March 17th, 2005
Phishing concerns taint legitimate email
Increasingly, people are regarding legitimate transactional e-mails from companies as fraudulent, not just mistaking phishing e-mails as real, according to Jonathan Oliver from MailFrontier. He spoke at Etech this afternoon about phishing attacks and social engineering. A recent study showed 30 percent of respondents incorrectly identified a phishing e-mail as real or real message as a phishing attack. Oliver showed slides of legitimate e-mail from Citibank and Network Solutions that people considered phishing.
Some other disturbing facts: only 9 percent got a 10/10 on a phishing IQ test; 51 million US adults were phished in the last 12 months; there was a 1,126 percent increase in phishing attacks from 12/03 to 6/04; and 5 percent of recipients who receive a phishing e-mail then click on the link.

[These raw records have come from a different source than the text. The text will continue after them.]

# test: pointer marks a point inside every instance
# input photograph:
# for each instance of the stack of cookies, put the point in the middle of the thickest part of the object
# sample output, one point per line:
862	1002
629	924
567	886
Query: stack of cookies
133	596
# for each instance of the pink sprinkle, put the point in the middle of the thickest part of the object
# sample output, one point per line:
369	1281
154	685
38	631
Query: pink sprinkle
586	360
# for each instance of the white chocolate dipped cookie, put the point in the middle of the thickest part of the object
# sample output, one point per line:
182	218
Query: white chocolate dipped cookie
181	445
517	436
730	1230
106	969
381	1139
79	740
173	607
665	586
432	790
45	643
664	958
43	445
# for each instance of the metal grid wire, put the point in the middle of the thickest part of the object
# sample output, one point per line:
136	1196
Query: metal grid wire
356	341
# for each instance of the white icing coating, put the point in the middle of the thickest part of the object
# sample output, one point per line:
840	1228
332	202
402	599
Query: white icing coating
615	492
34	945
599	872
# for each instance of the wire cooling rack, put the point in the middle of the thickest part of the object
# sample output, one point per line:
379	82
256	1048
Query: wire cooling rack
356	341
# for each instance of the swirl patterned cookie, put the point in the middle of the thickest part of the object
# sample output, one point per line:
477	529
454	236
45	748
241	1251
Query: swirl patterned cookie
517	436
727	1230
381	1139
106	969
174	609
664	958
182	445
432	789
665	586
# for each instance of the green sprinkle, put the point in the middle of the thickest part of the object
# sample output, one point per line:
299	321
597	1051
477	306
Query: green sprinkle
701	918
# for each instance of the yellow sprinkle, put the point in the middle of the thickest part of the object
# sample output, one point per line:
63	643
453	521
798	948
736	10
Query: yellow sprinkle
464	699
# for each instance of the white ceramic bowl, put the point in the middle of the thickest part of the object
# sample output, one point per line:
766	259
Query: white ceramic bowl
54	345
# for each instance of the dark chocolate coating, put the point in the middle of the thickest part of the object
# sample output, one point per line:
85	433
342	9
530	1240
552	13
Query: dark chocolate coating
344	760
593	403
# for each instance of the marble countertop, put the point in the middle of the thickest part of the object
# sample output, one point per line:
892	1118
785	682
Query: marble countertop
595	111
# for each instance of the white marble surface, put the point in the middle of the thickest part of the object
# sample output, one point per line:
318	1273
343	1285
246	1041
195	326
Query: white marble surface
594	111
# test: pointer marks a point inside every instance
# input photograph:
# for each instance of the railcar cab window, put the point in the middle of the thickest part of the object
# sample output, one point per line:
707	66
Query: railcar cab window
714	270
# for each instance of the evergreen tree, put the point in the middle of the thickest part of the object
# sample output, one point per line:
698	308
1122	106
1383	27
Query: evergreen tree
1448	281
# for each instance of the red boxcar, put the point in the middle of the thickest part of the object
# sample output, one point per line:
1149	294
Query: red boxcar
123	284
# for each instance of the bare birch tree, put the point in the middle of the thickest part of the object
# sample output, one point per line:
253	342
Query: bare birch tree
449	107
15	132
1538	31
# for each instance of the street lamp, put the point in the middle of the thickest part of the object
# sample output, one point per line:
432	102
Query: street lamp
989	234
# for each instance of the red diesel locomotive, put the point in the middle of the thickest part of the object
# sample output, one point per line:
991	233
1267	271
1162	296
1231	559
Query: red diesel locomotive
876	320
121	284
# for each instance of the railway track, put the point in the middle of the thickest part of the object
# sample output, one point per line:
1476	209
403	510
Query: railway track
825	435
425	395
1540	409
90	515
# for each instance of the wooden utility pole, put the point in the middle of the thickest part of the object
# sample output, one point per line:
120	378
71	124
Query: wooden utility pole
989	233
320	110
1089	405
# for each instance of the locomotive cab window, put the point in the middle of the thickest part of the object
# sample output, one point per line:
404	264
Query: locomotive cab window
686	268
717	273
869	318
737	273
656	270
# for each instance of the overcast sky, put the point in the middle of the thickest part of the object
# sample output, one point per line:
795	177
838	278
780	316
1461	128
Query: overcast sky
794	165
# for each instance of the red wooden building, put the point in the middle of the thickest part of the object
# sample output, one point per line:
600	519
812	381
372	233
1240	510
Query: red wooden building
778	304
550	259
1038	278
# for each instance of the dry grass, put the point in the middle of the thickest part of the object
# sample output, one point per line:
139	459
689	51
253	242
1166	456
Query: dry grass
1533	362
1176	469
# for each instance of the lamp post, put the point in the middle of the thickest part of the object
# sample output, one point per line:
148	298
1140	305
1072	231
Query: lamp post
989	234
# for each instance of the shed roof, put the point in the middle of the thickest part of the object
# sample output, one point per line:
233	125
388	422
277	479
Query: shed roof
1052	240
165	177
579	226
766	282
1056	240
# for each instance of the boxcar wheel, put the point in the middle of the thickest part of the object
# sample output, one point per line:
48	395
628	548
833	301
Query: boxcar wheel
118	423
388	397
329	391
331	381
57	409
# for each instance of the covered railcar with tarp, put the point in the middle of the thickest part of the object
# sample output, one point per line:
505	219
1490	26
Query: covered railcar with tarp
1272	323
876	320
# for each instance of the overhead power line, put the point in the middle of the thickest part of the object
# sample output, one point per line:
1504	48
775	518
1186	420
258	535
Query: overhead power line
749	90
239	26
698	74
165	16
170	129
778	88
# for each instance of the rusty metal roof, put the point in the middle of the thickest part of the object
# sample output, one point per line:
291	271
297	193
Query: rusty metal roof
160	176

He then showed how easy it is to set up an attack, and then came up with a figure for the average pay-off–a lucrative $1,200 per victim.

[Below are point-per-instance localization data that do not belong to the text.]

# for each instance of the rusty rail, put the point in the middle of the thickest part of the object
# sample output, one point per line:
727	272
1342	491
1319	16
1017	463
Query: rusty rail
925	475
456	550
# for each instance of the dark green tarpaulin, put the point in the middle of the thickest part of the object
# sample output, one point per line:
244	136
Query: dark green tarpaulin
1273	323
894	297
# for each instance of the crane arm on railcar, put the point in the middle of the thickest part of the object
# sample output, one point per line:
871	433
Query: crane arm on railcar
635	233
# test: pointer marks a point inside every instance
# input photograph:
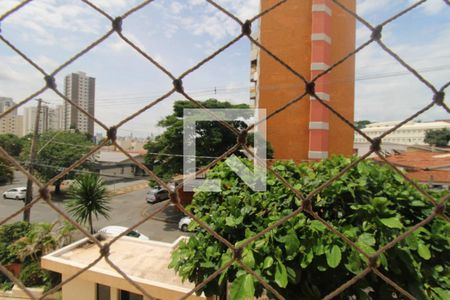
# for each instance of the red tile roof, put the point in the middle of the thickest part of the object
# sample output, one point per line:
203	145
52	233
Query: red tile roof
420	159
430	176
423	166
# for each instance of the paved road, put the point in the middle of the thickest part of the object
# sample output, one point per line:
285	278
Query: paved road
127	210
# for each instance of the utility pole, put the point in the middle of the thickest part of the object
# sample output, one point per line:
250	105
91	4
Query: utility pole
29	194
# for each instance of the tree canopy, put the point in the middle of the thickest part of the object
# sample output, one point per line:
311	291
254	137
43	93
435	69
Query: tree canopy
57	150
302	259
164	153
88	198
11	143
438	138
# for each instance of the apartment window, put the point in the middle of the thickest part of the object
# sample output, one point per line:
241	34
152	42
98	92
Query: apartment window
125	295
103	292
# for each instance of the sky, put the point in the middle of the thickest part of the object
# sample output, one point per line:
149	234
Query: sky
180	33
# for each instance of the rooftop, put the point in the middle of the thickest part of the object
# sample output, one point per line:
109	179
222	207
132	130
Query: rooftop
420	159
145	262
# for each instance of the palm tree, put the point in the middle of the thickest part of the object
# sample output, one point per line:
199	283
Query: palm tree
88	197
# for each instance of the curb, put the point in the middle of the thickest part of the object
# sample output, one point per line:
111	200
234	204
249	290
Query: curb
128	189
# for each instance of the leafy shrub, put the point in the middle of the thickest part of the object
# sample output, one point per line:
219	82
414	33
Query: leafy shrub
32	275
10	233
302	259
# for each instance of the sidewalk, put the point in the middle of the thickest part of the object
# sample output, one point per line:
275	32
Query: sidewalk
121	188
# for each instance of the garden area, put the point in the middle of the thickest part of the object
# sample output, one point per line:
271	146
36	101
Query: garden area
22	244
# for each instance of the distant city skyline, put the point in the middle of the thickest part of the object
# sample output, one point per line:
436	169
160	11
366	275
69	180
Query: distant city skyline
178	34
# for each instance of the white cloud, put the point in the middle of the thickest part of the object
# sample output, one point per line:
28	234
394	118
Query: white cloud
176	7
433	7
397	94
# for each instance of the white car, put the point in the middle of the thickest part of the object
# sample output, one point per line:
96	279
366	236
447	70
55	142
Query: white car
116	230
15	193
184	223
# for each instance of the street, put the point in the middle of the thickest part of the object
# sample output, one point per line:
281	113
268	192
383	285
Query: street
127	210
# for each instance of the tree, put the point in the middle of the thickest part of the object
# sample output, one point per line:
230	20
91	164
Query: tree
56	151
164	152
11	143
302	259
88	197
438	138
6	173
362	124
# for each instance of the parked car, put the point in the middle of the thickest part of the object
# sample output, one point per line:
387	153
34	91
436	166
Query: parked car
184	223
116	230
156	195
15	193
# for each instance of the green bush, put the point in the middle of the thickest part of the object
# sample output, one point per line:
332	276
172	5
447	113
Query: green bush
302	259
32	275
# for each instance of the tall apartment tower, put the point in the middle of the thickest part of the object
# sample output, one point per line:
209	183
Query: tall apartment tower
29	119
308	35
79	88
12	122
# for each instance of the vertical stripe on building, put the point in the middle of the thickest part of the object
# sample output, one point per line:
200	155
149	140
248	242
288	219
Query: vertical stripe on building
320	60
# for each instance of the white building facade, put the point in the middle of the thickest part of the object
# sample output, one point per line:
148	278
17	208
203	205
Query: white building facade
12	122
412	133
79	88
29	119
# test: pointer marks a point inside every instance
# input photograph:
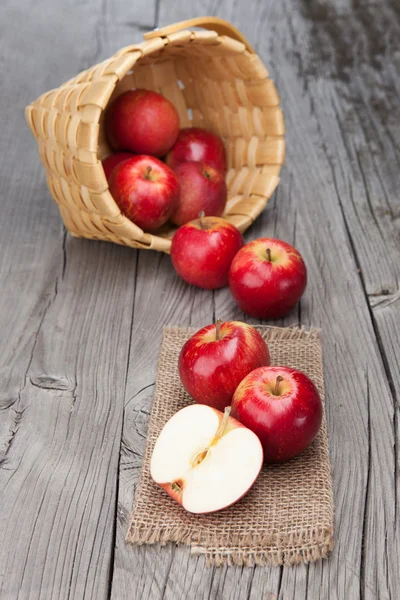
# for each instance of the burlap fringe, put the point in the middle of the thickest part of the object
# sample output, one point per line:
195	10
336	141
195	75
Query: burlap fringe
292	332
275	558
182	535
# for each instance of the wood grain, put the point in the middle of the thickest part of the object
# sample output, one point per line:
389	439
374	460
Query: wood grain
64	343
332	228
81	321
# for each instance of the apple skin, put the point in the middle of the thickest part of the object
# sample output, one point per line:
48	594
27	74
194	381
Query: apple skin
211	369
198	145
263	288
202	251
143	122
110	162
202	189
146	190
286	424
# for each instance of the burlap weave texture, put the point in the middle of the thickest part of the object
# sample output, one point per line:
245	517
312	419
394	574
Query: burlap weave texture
286	518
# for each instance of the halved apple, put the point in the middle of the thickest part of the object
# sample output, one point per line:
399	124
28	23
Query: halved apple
205	459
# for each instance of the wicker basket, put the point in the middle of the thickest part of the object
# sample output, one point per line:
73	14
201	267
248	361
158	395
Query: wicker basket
214	78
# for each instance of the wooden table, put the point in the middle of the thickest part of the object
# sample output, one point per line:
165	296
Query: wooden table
81	321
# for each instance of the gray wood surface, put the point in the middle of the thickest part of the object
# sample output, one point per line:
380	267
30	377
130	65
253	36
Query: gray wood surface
81	321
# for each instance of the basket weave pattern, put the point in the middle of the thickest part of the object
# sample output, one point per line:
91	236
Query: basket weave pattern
213	80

After highlighting some of the activity around corporate phishing (new employees can be targeted by phishers exploiting the Identity Directory Harvest), Oliver touched on methods for identifying a phishing email, which include: identify the sending server; identify links to the fake web server; identify that the e-mail does not originate from who it purports to come from (authentication); identify suspicious content; and identify attempts to exploit browser security holes. But he also showed cases where these don’t always work.
He concluded by saying that security solutions must use multiple techniques to be effective. But while vendors struggle to keep up, those engaged in transactional activities on the Web, such as selling products on eBay, should be on the guard as they are more heavily targeted.